Ella estaba cansada de esperarle y él estaba harto de
regresar.
Su matrimonio era una farsa. Una patética representación
teatral. Se querían, sí. Pero no más de lo que se quiere al coche o al perro.
Su amor, era un amor de costumbre.
Aquella noche, como todas las anteriores, él volvía ya
entrada la madrugada y ella le esperaba sentada en el sofá.
— ¿Qué tal el día, cariño?— le preguntaba la mujer, sin un
ápice de interés.
—Agotador, cielo—. Contestaba él, como siempre.
— ¿Quieres que te caliente la cena?
—No, gracias. Estoy cansado.
Él se metía en la cama y ella lo hacía después, justo antes
de que se durmiera. Hacía tiempo que no tenían sexo, al menos, entre ellos. Ya
no se encontraban atractivos. Ni falta que hacía. En el contrato que tenían,
que ni siquiera era verbal, no había ninguna cláusula que obligara a ello.
—Buenas noche— le dijo ella.
—Hasta mañana— contestó él.
Un día más.
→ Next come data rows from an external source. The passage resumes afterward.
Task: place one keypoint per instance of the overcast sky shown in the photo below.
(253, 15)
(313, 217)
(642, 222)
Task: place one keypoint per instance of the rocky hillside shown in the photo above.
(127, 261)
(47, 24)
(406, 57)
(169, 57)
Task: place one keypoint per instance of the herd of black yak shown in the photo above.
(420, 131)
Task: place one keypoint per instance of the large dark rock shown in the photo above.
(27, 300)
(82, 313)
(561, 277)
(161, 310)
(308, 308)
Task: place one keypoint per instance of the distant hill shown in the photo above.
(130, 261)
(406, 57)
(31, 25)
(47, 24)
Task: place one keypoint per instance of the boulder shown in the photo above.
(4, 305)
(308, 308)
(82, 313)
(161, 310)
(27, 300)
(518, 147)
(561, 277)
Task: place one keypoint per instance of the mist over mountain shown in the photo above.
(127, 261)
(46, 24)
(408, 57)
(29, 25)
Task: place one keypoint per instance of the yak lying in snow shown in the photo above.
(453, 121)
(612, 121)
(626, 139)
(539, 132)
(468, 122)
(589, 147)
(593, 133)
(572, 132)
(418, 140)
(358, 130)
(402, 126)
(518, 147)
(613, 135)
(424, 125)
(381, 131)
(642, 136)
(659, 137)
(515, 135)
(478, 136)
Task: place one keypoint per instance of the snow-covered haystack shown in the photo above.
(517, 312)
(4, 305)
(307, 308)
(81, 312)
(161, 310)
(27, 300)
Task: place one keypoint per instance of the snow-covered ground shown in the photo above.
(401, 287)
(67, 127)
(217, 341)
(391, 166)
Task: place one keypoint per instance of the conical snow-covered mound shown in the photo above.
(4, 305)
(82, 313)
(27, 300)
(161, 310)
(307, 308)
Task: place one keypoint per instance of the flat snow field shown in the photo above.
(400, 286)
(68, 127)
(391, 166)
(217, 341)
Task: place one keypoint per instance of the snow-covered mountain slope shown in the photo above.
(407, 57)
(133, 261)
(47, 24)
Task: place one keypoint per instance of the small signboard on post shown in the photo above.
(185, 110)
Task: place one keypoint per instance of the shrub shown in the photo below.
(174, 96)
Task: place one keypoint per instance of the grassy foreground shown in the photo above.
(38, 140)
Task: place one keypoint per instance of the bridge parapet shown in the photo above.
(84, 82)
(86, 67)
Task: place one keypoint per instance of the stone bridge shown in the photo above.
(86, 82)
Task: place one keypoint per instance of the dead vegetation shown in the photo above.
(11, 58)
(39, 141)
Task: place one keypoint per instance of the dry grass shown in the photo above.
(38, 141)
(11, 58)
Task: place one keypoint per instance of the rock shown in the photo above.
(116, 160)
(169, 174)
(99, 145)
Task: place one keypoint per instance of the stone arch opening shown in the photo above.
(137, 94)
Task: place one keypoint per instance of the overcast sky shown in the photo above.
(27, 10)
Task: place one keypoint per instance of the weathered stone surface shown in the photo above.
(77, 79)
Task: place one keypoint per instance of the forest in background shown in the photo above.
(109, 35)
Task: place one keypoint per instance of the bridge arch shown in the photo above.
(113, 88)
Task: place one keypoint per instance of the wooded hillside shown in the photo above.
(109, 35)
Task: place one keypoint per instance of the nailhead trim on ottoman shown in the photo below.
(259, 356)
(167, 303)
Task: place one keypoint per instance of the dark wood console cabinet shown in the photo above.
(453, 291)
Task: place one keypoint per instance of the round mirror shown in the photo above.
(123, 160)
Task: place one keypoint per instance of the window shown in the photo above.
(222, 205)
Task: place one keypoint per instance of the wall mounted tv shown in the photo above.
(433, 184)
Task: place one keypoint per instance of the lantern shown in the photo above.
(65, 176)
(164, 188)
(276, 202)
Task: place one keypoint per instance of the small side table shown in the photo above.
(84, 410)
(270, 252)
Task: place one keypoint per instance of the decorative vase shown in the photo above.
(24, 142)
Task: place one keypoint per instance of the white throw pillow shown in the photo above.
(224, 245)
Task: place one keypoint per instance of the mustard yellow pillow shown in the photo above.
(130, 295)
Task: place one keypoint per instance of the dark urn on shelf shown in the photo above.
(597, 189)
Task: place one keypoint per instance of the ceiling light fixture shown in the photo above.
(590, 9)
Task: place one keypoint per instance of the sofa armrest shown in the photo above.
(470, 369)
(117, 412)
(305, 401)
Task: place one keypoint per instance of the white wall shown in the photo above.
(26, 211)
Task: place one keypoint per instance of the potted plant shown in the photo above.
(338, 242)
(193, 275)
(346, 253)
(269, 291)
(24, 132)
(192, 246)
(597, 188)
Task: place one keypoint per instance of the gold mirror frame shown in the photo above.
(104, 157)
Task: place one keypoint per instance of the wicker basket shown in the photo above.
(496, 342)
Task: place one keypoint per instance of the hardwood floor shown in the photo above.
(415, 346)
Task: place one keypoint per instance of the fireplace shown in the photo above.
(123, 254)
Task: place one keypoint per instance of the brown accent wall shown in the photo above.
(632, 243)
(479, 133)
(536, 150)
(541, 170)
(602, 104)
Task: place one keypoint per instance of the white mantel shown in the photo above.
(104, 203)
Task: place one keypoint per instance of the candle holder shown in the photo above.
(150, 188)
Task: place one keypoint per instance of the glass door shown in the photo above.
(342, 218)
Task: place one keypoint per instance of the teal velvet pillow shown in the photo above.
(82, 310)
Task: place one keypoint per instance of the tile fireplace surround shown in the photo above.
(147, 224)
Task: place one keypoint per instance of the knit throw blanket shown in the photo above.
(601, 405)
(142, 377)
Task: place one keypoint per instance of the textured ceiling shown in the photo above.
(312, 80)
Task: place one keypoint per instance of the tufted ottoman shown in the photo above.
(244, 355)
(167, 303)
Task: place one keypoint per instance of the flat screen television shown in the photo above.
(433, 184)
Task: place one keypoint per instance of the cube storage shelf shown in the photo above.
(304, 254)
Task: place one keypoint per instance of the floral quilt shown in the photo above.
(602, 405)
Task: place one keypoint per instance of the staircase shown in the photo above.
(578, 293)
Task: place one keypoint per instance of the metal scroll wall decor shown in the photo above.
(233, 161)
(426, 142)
Un día menos.
Los sueños eran de las pocas cosas que les quedaba en común.
En ellos, rara vez se visitaban el uno al otro. Sin embargo, el amor, el
romanticismo, la pasión, la entrega… eran temas comunes a ambos. Por desgracia,
esas horas eran las que pasaban con mayor rapidez.
Una noche menos. Una noche más.
El sonido del despertador les devolvió a la realidad. Bueno,
más bien a la ficción que entre ambos habían forjado.
Un desayuno rápido, con risas forzadas y deseos hipócritas.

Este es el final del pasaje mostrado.